The Texas Chef’s Cheeseburger best represented the Texas topping trinity.

Texas Chef’s Cheeseburger

For this one, I used the same patty as the Texas Monk: 5 oz., 4” in diameter, and 3/4” thick. I seared it to medium rare and slathered it with yellow mustard while cooking. This is an ode to In-N-Out’s “animal style” technique, but I also thought of Texas brisket slathered in mustard so the rub can adhere before the long smoke.

Instead of raw chopped onions, I caramelized mine by tossing them on the flattop until they turned golden. If you’re patient, try doing this over medium-low heat. Onions can burn, so keep an eye out and a spatula handy. For one batch, I added a dash of Maggi sauce at the end. Think of it as a cousin to soy sauce and Worcestershire sauce but with more umami. Or you could use either of those other sauces in lieu of Maggi.
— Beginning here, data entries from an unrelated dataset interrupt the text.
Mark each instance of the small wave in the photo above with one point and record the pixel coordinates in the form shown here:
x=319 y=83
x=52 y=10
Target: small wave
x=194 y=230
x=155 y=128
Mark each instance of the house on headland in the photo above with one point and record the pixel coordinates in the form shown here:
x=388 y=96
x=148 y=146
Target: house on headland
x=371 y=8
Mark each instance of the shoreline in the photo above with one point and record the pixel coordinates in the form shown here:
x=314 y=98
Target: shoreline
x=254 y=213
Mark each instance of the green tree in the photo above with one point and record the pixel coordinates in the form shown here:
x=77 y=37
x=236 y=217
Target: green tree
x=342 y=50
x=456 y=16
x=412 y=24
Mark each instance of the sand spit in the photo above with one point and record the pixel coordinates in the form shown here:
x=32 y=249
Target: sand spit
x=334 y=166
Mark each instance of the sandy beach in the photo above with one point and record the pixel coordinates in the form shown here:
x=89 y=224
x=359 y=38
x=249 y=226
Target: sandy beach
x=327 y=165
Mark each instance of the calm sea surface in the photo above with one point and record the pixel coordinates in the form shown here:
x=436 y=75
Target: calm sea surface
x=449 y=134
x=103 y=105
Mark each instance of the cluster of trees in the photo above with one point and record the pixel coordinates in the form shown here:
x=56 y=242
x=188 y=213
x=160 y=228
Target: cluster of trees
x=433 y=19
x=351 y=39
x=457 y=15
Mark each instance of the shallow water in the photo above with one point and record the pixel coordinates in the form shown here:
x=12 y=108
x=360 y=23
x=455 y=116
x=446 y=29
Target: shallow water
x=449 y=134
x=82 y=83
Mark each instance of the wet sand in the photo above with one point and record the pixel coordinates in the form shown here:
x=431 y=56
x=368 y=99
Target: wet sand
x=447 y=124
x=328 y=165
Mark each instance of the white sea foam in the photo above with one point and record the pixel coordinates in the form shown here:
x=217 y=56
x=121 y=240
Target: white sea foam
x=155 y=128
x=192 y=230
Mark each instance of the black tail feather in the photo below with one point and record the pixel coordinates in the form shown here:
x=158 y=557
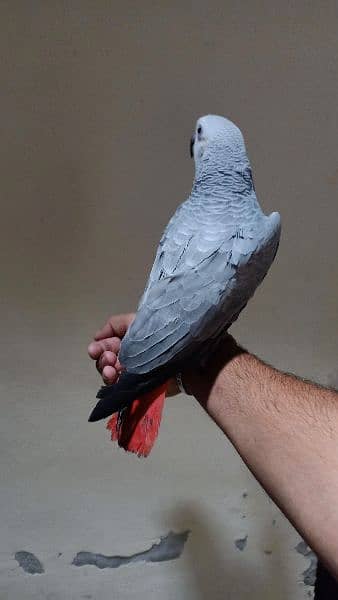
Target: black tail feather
x=119 y=395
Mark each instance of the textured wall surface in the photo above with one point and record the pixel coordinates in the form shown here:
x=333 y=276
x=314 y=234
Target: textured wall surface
x=98 y=101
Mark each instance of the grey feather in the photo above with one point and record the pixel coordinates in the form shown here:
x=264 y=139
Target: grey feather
x=214 y=252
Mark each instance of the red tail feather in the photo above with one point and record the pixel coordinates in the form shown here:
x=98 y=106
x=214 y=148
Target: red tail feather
x=137 y=429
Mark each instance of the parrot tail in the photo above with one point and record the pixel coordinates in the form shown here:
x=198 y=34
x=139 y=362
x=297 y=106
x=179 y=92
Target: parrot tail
x=135 y=428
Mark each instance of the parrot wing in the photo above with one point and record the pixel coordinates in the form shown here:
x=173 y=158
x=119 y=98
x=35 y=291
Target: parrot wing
x=192 y=293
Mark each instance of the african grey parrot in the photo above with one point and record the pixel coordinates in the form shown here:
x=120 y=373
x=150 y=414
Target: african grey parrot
x=214 y=252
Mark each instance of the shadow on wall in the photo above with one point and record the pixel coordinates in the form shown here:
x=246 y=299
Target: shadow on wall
x=217 y=576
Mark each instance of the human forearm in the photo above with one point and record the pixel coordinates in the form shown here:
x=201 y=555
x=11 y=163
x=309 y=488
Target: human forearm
x=286 y=431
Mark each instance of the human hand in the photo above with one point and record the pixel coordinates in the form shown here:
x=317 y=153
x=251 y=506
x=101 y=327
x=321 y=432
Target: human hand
x=106 y=346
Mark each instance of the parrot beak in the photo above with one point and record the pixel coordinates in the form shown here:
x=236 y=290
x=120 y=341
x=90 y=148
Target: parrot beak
x=192 y=141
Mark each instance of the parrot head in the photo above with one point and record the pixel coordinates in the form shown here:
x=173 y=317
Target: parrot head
x=212 y=133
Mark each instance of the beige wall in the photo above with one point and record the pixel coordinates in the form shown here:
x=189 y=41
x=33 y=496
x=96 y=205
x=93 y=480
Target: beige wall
x=98 y=101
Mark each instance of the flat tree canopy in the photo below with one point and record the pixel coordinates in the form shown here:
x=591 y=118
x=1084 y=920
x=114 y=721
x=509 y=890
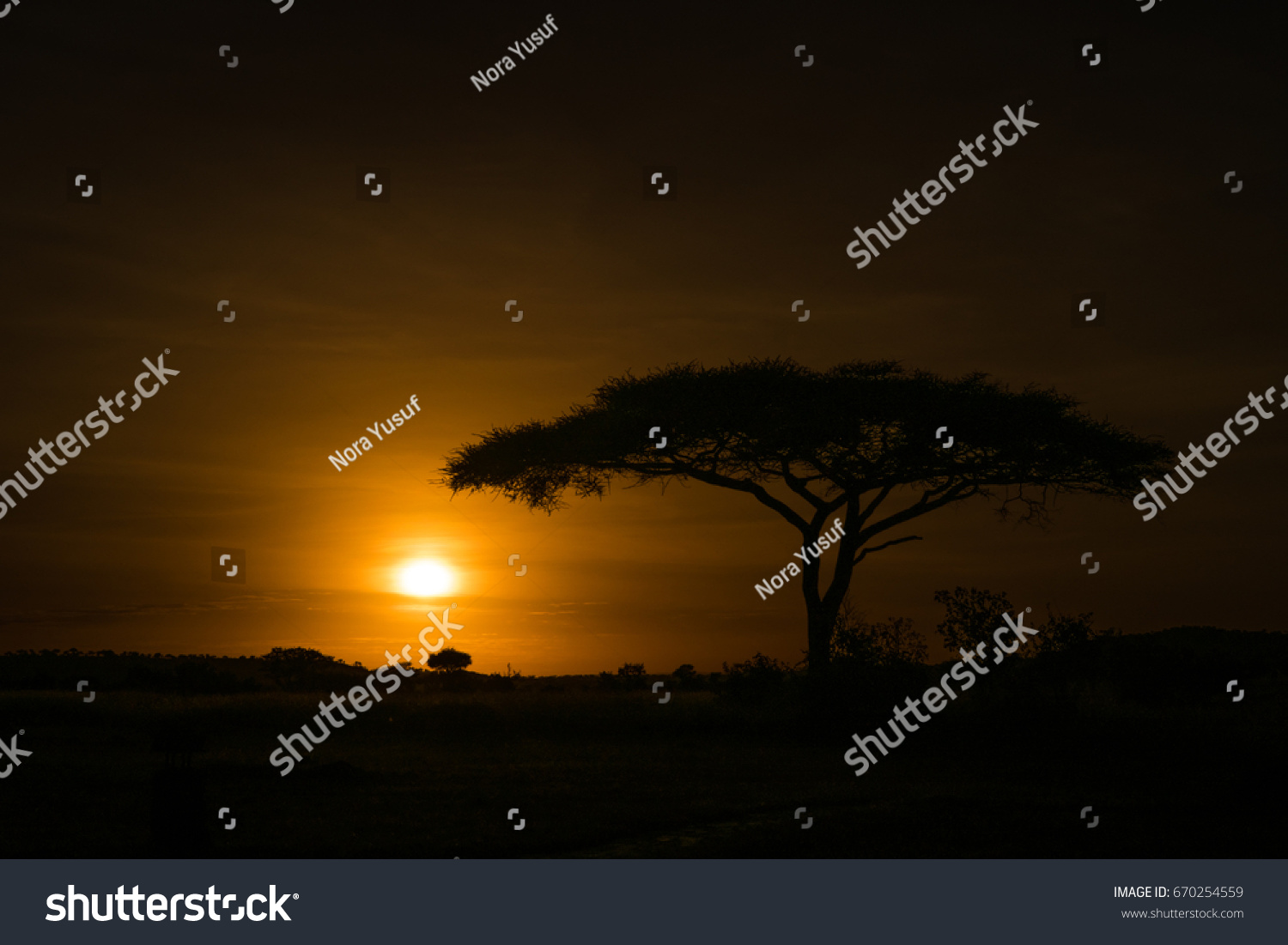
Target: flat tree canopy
x=814 y=445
Like with the Big Tex, I added shredded lettuce and pickles. For the mustard component of the Texas topping trinity, I made a lazy man’s aioli: mayo spiked with Dijon mustard and olive oil. You could also use Dijonnaise and dose it with a 1/4 teaspoon to 1 tablespoon of olive oil. It makes your mayo feel a little fancier.
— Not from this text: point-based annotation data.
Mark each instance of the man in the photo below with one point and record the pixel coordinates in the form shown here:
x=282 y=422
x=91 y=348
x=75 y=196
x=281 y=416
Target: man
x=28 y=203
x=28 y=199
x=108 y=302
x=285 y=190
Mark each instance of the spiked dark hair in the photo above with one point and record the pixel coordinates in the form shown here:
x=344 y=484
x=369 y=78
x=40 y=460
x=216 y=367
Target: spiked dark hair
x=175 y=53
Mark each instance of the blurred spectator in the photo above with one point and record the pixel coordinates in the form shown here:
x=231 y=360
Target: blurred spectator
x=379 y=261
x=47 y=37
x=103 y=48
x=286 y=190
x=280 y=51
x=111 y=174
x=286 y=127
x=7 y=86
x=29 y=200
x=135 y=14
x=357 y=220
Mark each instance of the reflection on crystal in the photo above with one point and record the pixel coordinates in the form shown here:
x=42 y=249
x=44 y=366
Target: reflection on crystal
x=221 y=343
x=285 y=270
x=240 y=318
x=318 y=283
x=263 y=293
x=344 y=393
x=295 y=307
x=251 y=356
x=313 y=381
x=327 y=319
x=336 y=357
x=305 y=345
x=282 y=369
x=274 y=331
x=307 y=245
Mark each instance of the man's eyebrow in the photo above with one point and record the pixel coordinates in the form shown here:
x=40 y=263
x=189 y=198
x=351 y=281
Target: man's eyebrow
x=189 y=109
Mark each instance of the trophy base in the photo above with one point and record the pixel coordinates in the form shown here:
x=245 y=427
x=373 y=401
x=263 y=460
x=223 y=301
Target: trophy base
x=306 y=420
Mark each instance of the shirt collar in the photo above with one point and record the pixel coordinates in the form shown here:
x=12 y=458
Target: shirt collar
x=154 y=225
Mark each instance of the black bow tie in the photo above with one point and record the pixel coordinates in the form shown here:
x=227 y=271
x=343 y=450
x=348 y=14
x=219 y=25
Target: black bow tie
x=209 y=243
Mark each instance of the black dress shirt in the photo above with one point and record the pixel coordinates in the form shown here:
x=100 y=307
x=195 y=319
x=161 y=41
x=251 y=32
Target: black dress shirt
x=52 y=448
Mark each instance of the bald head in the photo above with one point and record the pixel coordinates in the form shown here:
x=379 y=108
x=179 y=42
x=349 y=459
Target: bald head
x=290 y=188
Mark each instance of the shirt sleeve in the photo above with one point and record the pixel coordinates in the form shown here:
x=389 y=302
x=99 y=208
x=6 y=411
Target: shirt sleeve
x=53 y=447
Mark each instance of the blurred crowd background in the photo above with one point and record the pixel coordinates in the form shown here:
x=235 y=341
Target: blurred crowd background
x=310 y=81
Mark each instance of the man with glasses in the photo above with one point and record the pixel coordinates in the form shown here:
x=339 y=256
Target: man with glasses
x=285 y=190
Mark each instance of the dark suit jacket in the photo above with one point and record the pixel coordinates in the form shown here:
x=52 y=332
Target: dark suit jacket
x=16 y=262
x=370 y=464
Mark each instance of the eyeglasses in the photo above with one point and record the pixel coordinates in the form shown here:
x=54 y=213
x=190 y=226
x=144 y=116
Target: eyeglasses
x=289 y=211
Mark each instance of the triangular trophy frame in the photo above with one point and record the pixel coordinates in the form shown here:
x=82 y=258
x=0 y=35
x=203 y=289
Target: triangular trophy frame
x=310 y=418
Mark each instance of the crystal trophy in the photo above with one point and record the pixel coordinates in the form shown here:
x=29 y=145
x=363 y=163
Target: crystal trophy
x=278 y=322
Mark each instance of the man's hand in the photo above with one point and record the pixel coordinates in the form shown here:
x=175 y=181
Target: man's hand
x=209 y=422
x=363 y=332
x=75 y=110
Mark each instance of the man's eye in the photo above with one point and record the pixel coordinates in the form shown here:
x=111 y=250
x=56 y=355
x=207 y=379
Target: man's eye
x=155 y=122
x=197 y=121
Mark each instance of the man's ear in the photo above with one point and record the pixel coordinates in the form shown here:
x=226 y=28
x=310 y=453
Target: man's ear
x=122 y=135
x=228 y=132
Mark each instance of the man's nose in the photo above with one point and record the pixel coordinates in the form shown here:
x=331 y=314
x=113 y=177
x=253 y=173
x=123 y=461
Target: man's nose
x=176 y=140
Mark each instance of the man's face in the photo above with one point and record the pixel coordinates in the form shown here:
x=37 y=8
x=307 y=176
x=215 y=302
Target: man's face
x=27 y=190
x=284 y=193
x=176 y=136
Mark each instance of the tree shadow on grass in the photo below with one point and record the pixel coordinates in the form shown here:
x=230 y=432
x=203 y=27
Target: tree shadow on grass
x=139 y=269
Everyone loved this burger. I have no doubt that whether it was the Peeler Farms or the H-E-B grass-fed beef, the caramelized onions enhanced the beef flavor, perhaps more subtly than the Texas Monk. It also added a velvety richness, a chef’s kiss because this is after all a Texas Chef’s Cheeseburger.

“The beef has to be substantial,” Evan said. In other words, the beef-to-bun ratio should favor the beef, but the burger needs to still fit the dimensions of the bun. A 4” diameter bun with a 4” diameter and 3/4” thick patty is key.

So, either the Texas Monk or the Texas Chef’s Cheeseburger are good directions to honor the classic Texas cheeseburger, and both are very achievable for the backyard chef. I’ll only add this: Seek out the best beef from a reputable local rancher. It really makes a difference.

If you choose to try the Big Tex, remember you need a cast-iron pan. You can’t smash on grill grates unless you want to watch the coals eat your burger. Try to create a two-zone heat set-up, meaning a hot side and a medium side. This will help with flare-ups and when you cook a burger past medium.

Like the chefs, I am partial to the Texas Chef’s Cheeseburger. I liked adding the shredded iceberg lettuce for texture. And the caramelized onions make the beef shine. But if you go with the Texas Monk, there’s a good chance you might take a fellow Texan back in time. And that’s the best part about burgers—the years of nostalgia they can unleash.